Expositions

03. Radio et littérature

Exposition référente: La Littérature comme document. Les Écrivains et la culture visuelle autour de 1930

 

Interactions littéraires avec la radio dans les années 1930 : de l’enregistrement documentaire à un principe poétique

 

Publicité pour la radio Philips, 1930-1931 (source : ReclameArsenaal)Cette affiche du début des années 1930 pour la radio Philips, qui était sans doute visible dans la rue ou dans les transports en commun, fait de la publicité pour les radios de la compagnie et pour les retransmissions radiophoniques internationales qui étaient produites à Amsterdam entre 1927 et 1940. Le double sens de lecture du nom (« Radio Philips » et « Philips Radio ») indique le plurilinguisme de ses émissions en anglais, en espagnol, en néerlandais et en allemand pour les ondes courtes, tandis que l’image suggère l’enthousiasme et l’attrait pour la radio : les ondes radiophoniques tournent autour de la terre jusque dans les étoiles. L’évocation de cet espace extérieur pour visualiser l’ « espace » auditif de la puissance invisible de la radio fait écho à l’intérêt de beaucoup d’écrivains de la période pour l’internationalisation et les médias.

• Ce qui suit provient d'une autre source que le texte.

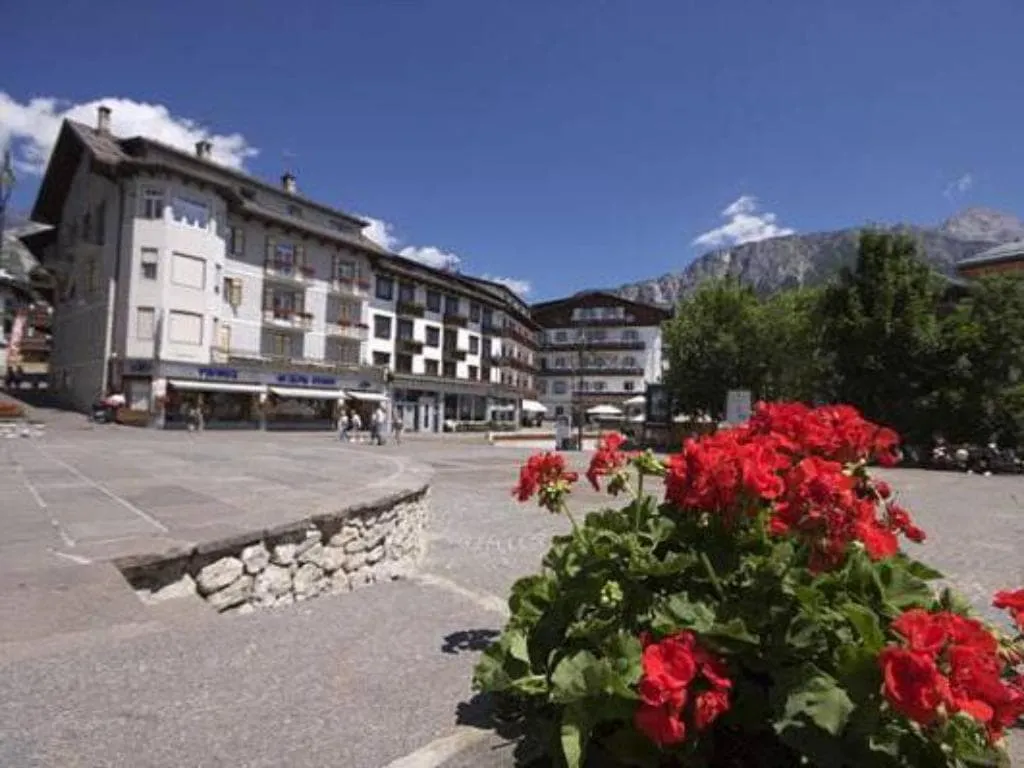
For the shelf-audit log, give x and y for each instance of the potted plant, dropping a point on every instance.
(761, 613)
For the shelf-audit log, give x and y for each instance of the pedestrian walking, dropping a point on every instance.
(397, 426)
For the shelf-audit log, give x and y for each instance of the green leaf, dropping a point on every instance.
(865, 622)
(679, 613)
(572, 735)
(818, 699)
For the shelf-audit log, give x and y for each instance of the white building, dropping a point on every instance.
(597, 349)
(182, 281)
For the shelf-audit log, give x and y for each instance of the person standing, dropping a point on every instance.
(397, 426)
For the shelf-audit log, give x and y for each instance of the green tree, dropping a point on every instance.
(881, 333)
(978, 389)
(713, 346)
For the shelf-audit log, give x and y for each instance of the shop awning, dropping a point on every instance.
(214, 386)
(371, 396)
(307, 393)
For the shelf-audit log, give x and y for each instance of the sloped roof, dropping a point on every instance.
(1006, 252)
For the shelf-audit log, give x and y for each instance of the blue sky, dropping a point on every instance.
(569, 144)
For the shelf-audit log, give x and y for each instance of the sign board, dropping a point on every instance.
(737, 406)
(658, 407)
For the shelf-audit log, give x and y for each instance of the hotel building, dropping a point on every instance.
(597, 349)
(181, 281)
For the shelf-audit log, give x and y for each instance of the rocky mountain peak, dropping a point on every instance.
(983, 225)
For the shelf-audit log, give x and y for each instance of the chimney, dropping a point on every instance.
(103, 119)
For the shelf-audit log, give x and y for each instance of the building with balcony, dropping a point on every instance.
(180, 281)
(1005, 259)
(185, 283)
(597, 348)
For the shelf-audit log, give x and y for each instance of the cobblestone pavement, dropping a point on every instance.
(351, 680)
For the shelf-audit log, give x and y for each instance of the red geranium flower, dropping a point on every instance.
(1013, 602)
(912, 684)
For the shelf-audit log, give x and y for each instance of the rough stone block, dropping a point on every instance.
(255, 558)
(284, 554)
(308, 582)
(235, 594)
(218, 574)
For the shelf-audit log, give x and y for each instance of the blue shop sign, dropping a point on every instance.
(220, 374)
(308, 380)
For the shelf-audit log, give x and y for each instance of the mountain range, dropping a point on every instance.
(779, 263)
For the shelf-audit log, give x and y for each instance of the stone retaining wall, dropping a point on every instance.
(326, 554)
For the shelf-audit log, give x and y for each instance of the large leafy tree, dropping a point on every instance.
(713, 347)
(881, 332)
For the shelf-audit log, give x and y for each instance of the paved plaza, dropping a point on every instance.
(378, 677)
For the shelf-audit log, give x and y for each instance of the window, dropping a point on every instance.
(145, 323)
(236, 241)
(382, 327)
(279, 345)
(185, 328)
(153, 204)
(101, 223)
(187, 270)
(190, 212)
(232, 291)
(385, 289)
(150, 258)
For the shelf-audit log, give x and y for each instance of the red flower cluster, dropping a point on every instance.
(609, 460)
(836, 432)
(1013, 602)
(797, 459)
(949, 664)
(546, 476)
(677, 672)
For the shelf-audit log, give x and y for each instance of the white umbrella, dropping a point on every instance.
(603, 411)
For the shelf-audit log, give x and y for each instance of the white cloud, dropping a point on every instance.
(521, 287)
(745, 224)
(960, 185)
(32, 128)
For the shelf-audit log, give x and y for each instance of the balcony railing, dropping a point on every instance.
(410, 346)
(357, 287)
(410, 308)
(347, 330)
(608, 344)
(456, 321)
(289, 270)
(288, 318)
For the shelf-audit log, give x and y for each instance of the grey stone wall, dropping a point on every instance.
(326, 554)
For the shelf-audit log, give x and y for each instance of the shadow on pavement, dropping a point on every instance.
(469, 640)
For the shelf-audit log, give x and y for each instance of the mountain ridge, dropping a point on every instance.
(812, 258)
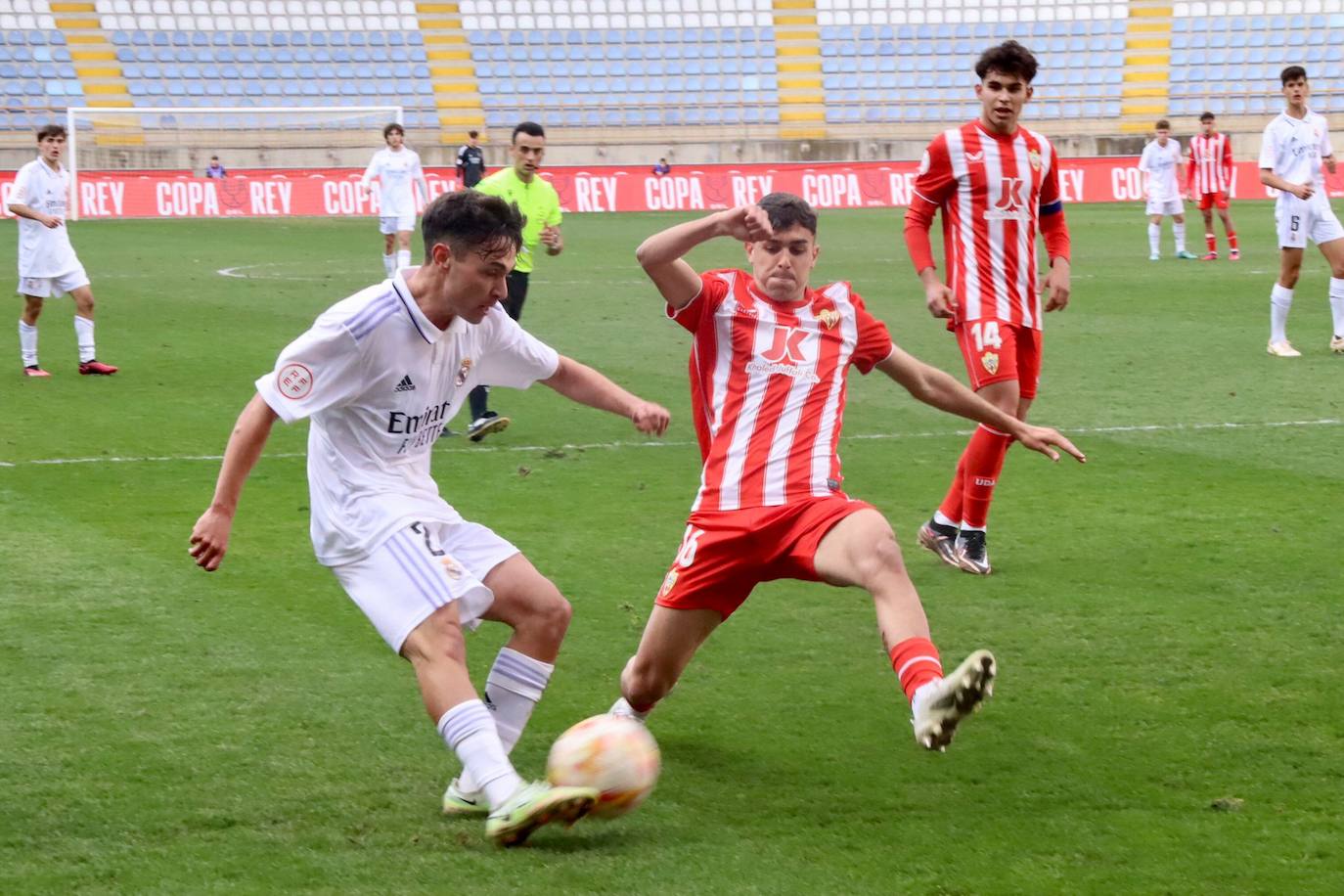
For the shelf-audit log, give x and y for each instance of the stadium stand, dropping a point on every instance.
(637, 68)
(255, 53)
(1230, 64)
(584, 76)
(36, 74)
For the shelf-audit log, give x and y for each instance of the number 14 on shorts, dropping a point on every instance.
(985, 335)
(685, 558)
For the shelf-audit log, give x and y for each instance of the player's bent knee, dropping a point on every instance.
(644, 681)
(883, 559)
(554, 615)
(437, 640)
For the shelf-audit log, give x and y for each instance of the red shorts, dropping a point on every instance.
(1208, 201)
(999, 352)
(726, 554)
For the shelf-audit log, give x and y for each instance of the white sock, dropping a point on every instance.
(28, 344)
(470, 731)
(1337, 304)
(513, 690)
(1279, 299)
(83, 335)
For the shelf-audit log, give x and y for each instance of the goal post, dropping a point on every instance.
(182, 139)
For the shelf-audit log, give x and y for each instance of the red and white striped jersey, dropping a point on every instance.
(768, 387)
(991, 190)
(1210, 164)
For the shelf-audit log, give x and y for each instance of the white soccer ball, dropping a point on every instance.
(614, 754)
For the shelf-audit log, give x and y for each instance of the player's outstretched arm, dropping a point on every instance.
(1271, 179)
(661, 255)
(210, 535)
(27, 211)
(934, 387)
(581, 383)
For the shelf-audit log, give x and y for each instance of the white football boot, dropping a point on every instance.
(942, 702)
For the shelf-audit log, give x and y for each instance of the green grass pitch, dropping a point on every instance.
(1167, 617)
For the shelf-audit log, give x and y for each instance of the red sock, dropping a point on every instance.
(916, 662)
(951, 506)
(984, 461)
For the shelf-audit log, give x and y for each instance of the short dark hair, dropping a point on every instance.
(528, 128)
(470, 220)
(786, 209)
(1008, 58)
(1292, 72)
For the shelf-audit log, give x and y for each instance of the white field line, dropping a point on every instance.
(594, 446)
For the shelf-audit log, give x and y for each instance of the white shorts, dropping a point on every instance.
(421, 568)
(397, 225)
(53, 287)
(1303, 219)
(1165, 205)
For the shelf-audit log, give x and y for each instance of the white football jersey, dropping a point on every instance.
(43, 251)
(397, 173)
(1293, 148)
(381, 383)
(1163, 165)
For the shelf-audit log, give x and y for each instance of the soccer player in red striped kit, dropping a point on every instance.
(1210, 183)
(769, 360)
(996, 183)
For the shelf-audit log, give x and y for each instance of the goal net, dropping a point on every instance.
(183, 139)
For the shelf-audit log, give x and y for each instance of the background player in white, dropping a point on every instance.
(1161, 162)
(398, 172)
(380, 375)
(47, 262)
(1292, 151)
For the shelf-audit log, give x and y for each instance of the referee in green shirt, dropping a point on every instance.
(541, 204)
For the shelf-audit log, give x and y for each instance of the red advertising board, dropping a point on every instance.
(336, 191)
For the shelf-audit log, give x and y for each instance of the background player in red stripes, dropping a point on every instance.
(994, 183)
(1210, 183)
(768, 388)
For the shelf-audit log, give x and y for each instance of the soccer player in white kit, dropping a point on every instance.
(398, 172)
(1292, 151)
(47, 263)
(380, 375)
(1161, 162)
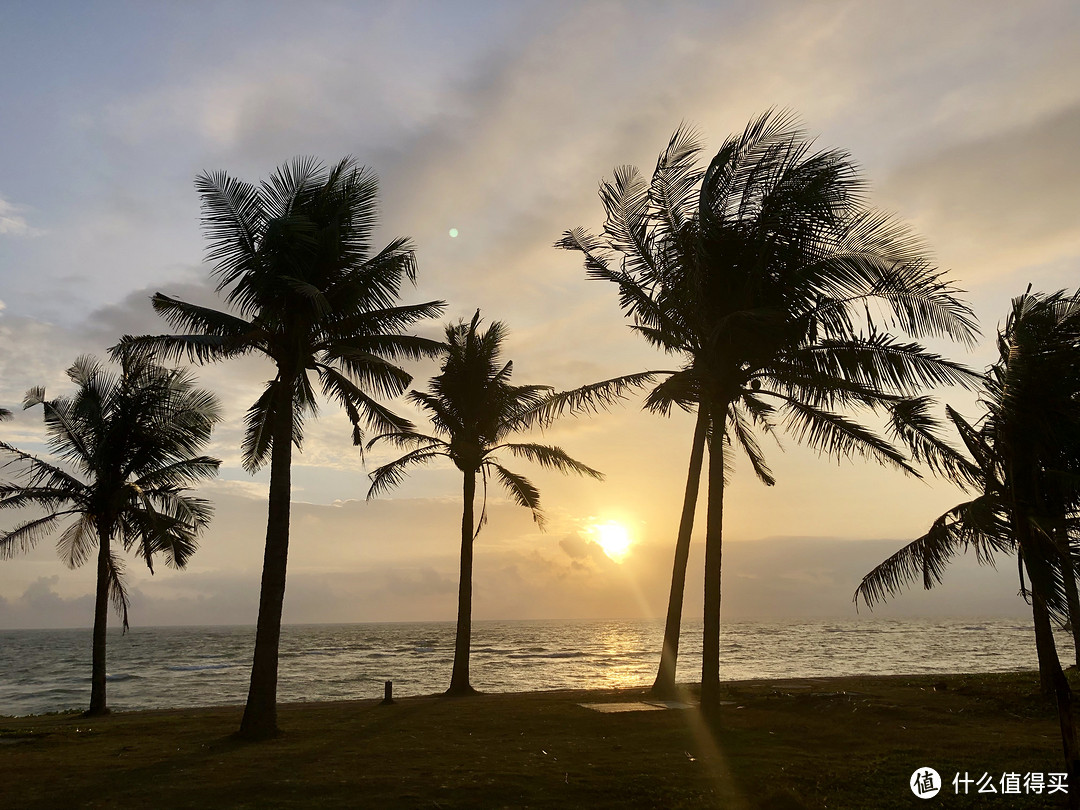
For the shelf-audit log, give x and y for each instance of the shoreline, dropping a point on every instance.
(848, 741)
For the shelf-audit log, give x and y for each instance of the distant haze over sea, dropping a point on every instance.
(162, 667)
(766, 580)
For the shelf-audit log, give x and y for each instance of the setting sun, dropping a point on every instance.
(612, 538)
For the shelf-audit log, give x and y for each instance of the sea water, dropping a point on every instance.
(169, 667)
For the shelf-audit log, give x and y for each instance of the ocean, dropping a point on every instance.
(171, 667)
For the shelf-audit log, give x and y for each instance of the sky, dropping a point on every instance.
(499, 120)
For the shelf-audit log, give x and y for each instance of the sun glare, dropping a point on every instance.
(612, 538)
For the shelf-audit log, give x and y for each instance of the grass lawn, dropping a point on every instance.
(835, 743)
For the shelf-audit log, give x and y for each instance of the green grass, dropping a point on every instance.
(835, 743)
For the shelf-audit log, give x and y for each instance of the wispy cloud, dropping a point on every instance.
(13, 223)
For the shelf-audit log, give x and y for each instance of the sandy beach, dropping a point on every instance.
(848, 742)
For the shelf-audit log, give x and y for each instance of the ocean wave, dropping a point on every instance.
(572, 653)
(198, 667)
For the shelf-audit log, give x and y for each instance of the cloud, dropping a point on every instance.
(12, 221)
(999, 202)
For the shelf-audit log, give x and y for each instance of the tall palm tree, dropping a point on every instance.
(126, 448)
(474, 408)
(1025, 450)
(295, 255)
(771, 279)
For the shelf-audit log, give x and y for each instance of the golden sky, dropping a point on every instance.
(499, 120)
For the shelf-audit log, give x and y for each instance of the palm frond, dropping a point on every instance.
(553, 458)
(521, 490)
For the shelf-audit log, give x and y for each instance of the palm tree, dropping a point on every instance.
(130, 442)
(474, 408)
(1025, 450)
(761, 272)
(295, 255)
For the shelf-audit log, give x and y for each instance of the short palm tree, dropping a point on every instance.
(126, 446)
(295, 256)
(771, 280)
(1025, 469)
(474, 408)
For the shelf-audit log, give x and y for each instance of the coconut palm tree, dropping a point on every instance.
(474, 408)
(295, 255)
(772, 281)
(1025, 471)
(125, 446)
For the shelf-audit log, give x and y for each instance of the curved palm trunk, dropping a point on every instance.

Dans les années 1930, avant la domination de la télévision, la radio était au sommet de sa popularité et jouissait d’une omniprésence auditive, avec des millions d’auditeurs de tous les milieux sociaux. Aussi les écrivains ont-ils utilisé ce média de masse de façon créative, en élaborant des œuvres poétiques ou théâtrales spécifiquement pour la radio. Ils ont aussi laissé percevoir dans leurs textes la présence troublante du médium. Les textes de nombreux auteurs des années 1930 reflètent les paradoxes de la radio : les distances réduites, les voix à la fois privées et publiques, la culture d’élite et l’attrait des masses, les ondes radio invisibles mais pourtant pleinement entendues. En outre, le caractère transfrontalier et l’impact international de la radio offraient aux écrivains un modèle poétique qui n’était attaché à aucune identité nationale.

Pendant cette décennie, beaucoup d’écrivains européens de premier plan sont apparus à la radio ou ont fait l’expérience d’œuvres radiophoniques : T.S. Eliot, Ezra Pound, W.H. Auden, Archibald MacLeish, Aldous Huxley, Christopher Isherwood, Louis MacNeice; Virginia Woolf et d’autres membres du Bloomsbury group; Rafael Alberti et Miguel Hernández ainsi que beaucoup d’autres écrivains républicains espagnols; Robert Desnos et Antonin Artaud ainsi que d’autres surréalistes. En Italie et en Allemagne, où la radio était fortement liée aux régimes fascistes, les écrivains se sont quand même intéressés à ce médium dont ils ont discuté les usages. Par exemple les Deutsche Satiren de Bertolt Brecht ont été diffusées en exil sur la radio anti-fasciste « Radio allemande libre ». En même temps, la plupart des radios européennes programmaient des émissions spécialement faites pour diffuser la littérature et en débattre, comme « The Art of Reading » de Desmond McCarthy sur la BBC ou les lectures et émissions critiques de Germaine Blondin en France. En 1938, le poète Herbert Read écrivait au directeur de la BBC que « la radio a en son pouvoir de faire revivre la poésie comme art parlé ».[1]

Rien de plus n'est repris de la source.